There was such a thing as salvation. But— Not for everyone.

‘To the primitive mind,’ Eldritch said, ‘the unclean and the holy are confused. Merged merely as taboo.

‘I’m unclean,’ Barney informed him. ‘WHO TOLD YOU THAT?’ ‘An animal out in the desert. And it had never seen me before; it knew it just by coming close to me.’ While still five feet away, he thought to himself.

‘May I eat you?’ it asked. And panted, avidly slack-jawed.

It looks into our eyes; and it looks out of our eyes.

‘An artificial hand. And a distortion of my jaw. And my eyes—’ ‘Yes,’ she said tightly. ‘The mechanical, slitted eyes. What did it mean?’ Barney said, ‘It meant that you were seeing into absolute reality. The essence beyond the mere appearance.’ In your terminology, he thought, what you saw is called - stigmata.

‘That thing,’ he said, speaking to them all, especially to Norm Schein and his wife, ‘has a name which you’d recognize if I told it to you. Although it would never call itself that. We’re the ones who’ve titled it. From experience, at a distance, over thousands of years. But sooner or later we were bound to be confronted by it. Without the distance. Or the years.’ Anne Hawthorne said, ‘You mean God.’

That’s my gift to you, and remember: in German Gift means poison.

‘Okay! I’ll make you a stone, put you by a seashore; you can lie there and listen to the waves for a couple of million years. That ought to satisfy you.’ You dumb jerk, he thought savagely. A stone! Christ!

‘Make me into a stone.’ ‘Why?’ Barney Mayerson said, ‘So I can’t feel. There’s nothing for me anywhere.’


I’m sorry, he said to himself, apologizing to his somatic part.

he had foresight, almost to the point where it was like what I have now, like hindsight.

Like Shakespeare says, some damn thing about sticking a mere pin in through the armor, and goodbye king.

her mind was not even made up - there was, to her, simply no reality to which he was referring.

The time, then, had come for him to poison himself so that an economic monopoly could be kept alive, a sprawling, interplan empire from which he now derived nothing.

Did you ever read Paul?’ ‘Paul who?’

Isn’t a miserable reality better than the most interesting illusion?
cf. Nozick’s experience machine

“Think the least gift that he giveth is great; and the most despisable things take as special gifts and as great tokens of love.”

‘I was going to suggest Augustine’s Confessions in the style of Lichtenstein - funny, of course.’

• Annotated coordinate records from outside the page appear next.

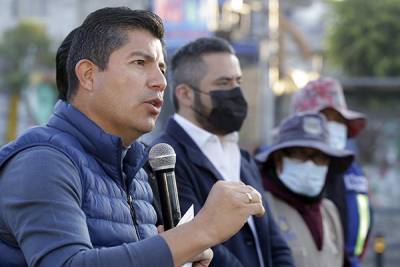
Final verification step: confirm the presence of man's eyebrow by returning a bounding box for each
[215,76,242,82]
[128,51,167,70]
[128,51,156,62]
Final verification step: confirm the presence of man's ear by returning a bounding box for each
[75,59,98,91]
[175,83,194,107]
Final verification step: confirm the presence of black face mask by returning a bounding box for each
[194,87,247,135]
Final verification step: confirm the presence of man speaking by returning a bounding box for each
[0,8,264,267]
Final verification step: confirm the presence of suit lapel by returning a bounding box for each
[166,118,223,180]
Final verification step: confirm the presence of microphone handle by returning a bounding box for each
[155,169,181,230]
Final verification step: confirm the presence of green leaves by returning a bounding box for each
[0,21,54,92]
[327,0,400,76]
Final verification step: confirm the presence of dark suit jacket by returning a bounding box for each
[154,119,294,267]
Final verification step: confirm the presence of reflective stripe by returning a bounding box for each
[354,194,370,256]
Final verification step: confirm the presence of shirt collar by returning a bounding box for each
[174,113,239,150]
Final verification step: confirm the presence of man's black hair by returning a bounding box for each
[56,28,78,101]
[67,7,164,101]
[171,37,235,111]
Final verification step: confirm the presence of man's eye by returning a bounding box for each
[132,59,145,66]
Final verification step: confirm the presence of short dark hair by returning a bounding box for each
[171,37,236,111]
[67,7,164,101]
[56,28,78,101]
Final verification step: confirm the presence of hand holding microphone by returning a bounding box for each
[149,143,265,266]
[149,143,181,230]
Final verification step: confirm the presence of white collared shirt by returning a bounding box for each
[174,113,265,267]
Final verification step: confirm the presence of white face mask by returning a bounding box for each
[327,121,347,149]
[279,157,328,197]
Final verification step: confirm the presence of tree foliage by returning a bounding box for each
[328,0,400,76]
[0,21,54,92]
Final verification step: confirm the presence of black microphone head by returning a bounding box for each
[149,143,176,171]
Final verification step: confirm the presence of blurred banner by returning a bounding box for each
[153,0,218,50]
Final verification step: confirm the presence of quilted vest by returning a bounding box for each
[0,101,157,266]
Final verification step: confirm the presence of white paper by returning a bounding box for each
[178,205,194,267]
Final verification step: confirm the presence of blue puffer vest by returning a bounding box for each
[0,101,157,266]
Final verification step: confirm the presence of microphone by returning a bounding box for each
[149,143,181,230]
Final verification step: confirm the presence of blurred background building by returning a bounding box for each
[0,0,400,266]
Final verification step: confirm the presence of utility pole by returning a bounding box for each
[259,0,280,144]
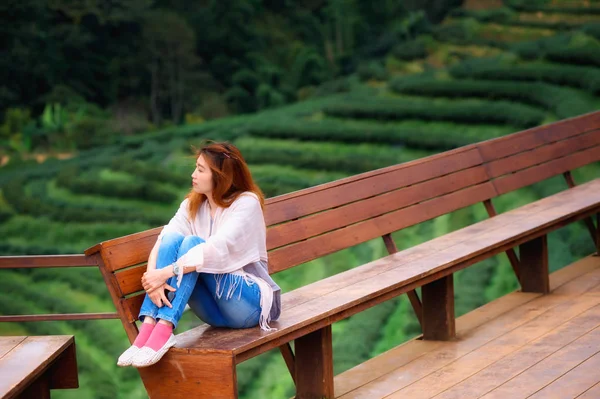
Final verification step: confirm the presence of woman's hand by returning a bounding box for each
[142,269,174,294]
[148,284,175,308]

Barney, dutifully, said, ‘You insert one of the Great Books, for instance Moby-Dick, into the reservoid. Then you set the controls for long or short. Then for funny version, or same-as-book or sad version. Then you set the style-indicator as to which classic Great Artist you want the book animated like. Dali, Bacon, Picasso . . . the medium-priced Great Books animator is set up to render in cartoon form the styles of a dozen system-famous artists; you specify which ones you want when you originally buy the thing. And there are options you can add later that provide even more.’

‘She took it philosophically.’

Evidently subject matter had no bearing; he had never realized this before.

‘You learn to get by from day to day,’ Sam Regan said sympathetically to him. ‘You never think in longer terms. Just until dinner or until time for bed; very finite intervals and tasks and pleasures. Escapes.’